This was the first automation we built for our internal systems with an AI module inside it, and it's a good illustration of where AI fits best in a workflow - not replacing the human judgement at the end, but handling the step in the middle that would otherwise slow everything down.
What to look for when you're deciding what to automate
After building a range of automations across different parts of the business, a few patterns become clear.
The easiest wins are recurring tasks with consistent inputs: reminders, reports, data that gets entered in one place and needs to appear somewhere else. If you're doing the same thing in the same order on the same day each week, that's a great automation candidate.
Look especially at any point where information moves from one person to another, or from one tool to another. That handoff is where things get forgotten, entered incorrectly, or delayed. Automating it removes the fragility.

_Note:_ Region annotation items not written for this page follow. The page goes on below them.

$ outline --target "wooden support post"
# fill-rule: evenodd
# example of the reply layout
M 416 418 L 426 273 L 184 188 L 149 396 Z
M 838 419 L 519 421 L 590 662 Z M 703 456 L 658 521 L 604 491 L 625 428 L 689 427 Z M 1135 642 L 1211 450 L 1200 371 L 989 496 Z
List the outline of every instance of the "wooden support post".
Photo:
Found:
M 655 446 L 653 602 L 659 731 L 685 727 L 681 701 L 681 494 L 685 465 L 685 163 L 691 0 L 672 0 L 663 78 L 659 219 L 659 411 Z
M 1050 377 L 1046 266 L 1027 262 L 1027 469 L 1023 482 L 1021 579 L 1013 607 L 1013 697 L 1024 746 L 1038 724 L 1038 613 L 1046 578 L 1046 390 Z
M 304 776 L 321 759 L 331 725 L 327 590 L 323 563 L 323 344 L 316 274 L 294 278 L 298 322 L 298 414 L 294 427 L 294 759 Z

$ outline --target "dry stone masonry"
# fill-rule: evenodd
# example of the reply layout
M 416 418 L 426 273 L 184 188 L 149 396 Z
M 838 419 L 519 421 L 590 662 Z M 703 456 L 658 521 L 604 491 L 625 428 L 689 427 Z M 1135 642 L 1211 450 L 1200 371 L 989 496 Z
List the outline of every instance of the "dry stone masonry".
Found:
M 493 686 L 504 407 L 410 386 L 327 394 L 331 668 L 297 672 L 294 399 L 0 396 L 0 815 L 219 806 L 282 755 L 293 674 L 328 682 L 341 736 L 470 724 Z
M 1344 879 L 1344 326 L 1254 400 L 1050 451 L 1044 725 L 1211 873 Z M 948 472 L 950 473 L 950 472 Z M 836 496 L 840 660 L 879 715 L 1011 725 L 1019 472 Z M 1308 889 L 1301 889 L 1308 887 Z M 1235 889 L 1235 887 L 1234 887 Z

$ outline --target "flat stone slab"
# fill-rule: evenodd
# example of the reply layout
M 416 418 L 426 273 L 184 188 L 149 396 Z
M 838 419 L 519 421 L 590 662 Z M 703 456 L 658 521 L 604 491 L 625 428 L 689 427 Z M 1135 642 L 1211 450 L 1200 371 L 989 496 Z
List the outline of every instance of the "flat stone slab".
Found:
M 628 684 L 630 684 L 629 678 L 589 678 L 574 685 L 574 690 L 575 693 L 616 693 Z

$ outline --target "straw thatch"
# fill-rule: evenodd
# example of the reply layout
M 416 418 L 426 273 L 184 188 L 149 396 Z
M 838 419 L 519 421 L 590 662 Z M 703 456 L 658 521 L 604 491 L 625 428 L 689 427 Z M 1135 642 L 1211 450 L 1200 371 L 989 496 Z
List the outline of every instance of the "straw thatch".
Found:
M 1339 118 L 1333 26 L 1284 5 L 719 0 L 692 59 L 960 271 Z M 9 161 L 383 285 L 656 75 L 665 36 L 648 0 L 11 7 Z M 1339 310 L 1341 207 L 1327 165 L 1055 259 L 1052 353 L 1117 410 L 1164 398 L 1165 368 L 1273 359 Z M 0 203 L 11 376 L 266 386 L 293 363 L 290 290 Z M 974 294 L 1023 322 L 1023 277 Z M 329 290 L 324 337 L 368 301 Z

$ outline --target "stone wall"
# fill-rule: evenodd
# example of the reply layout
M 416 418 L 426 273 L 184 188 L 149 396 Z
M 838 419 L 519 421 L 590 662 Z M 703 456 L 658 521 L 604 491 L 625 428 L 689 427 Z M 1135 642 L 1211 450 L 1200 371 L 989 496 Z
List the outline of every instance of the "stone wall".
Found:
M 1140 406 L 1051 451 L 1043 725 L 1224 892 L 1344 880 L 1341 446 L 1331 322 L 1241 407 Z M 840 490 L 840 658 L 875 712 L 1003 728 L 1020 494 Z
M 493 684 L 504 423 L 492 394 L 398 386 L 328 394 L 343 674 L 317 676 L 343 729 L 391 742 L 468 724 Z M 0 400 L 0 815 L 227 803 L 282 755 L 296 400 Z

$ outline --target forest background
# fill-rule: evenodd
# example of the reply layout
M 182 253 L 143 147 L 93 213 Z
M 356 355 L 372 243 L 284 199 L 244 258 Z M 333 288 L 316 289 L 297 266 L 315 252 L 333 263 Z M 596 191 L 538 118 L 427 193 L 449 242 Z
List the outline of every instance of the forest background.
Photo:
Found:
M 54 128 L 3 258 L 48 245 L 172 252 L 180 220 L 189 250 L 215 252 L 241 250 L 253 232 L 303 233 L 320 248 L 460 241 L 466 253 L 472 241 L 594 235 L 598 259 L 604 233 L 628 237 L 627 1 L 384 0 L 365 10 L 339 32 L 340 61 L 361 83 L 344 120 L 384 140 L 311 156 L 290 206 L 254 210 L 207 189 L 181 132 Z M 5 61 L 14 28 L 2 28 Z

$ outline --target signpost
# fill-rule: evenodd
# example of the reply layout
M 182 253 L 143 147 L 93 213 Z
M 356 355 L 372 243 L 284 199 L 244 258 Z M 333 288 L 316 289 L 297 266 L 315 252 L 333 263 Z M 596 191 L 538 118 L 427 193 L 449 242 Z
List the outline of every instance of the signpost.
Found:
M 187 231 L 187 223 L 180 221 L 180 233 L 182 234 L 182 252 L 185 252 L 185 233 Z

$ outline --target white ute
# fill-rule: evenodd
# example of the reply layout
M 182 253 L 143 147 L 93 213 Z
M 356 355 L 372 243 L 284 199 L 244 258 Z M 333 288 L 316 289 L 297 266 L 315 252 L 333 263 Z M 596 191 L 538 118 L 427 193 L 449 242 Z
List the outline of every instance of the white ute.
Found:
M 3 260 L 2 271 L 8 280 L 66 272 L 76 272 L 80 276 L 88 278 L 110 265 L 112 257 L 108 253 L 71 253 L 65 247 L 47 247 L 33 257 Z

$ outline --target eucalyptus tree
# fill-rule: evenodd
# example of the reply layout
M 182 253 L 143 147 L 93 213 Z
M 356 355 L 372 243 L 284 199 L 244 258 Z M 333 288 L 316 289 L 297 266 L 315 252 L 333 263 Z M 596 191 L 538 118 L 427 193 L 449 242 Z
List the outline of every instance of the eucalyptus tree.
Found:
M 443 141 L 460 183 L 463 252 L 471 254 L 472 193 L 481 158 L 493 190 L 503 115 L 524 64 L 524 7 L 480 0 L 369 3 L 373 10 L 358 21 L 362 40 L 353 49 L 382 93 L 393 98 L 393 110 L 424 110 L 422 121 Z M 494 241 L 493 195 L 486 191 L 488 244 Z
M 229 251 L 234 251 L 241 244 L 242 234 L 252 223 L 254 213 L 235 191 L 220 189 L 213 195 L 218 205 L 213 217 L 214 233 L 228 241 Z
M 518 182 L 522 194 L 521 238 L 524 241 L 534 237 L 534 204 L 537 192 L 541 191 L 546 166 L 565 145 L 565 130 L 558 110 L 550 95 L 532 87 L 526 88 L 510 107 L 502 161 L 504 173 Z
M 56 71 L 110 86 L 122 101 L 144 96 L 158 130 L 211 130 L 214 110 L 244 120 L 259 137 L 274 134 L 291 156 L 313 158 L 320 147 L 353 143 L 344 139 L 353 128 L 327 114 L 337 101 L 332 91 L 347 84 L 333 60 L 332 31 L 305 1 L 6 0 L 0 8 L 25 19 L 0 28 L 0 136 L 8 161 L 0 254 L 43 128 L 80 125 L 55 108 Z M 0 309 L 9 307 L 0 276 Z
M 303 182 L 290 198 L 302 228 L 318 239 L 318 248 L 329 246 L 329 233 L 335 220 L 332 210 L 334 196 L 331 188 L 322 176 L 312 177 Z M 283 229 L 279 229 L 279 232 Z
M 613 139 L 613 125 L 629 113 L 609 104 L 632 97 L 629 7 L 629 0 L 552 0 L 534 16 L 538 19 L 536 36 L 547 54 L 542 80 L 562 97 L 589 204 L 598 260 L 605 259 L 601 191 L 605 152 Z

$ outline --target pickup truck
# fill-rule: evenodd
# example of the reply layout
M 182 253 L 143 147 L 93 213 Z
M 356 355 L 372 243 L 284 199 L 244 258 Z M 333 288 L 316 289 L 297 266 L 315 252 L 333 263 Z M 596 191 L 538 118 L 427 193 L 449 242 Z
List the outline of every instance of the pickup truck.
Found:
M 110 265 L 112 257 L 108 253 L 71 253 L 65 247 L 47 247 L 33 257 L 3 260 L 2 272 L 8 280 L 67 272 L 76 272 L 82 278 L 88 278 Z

And if an automation isn't working quite right, it's worth asking whether you're in the right platform for that task before assuming the concept is wrong. The same automation can run more smoothly in a different tool, just because the native integrations are better.
Where to start
You don't need to build something complex to see results. Start with one task that happens on repeat and costs you a few minutes each time (or something that frustrates you every time you see it pop up!). Build something simple. and see how it feels when that task just happens without you. Then look for the next one.
You're not going to build a perfectly automated business overnight. But you will notice processes becoming a little less reliant on memory, manual effort, and things that could easily be missed.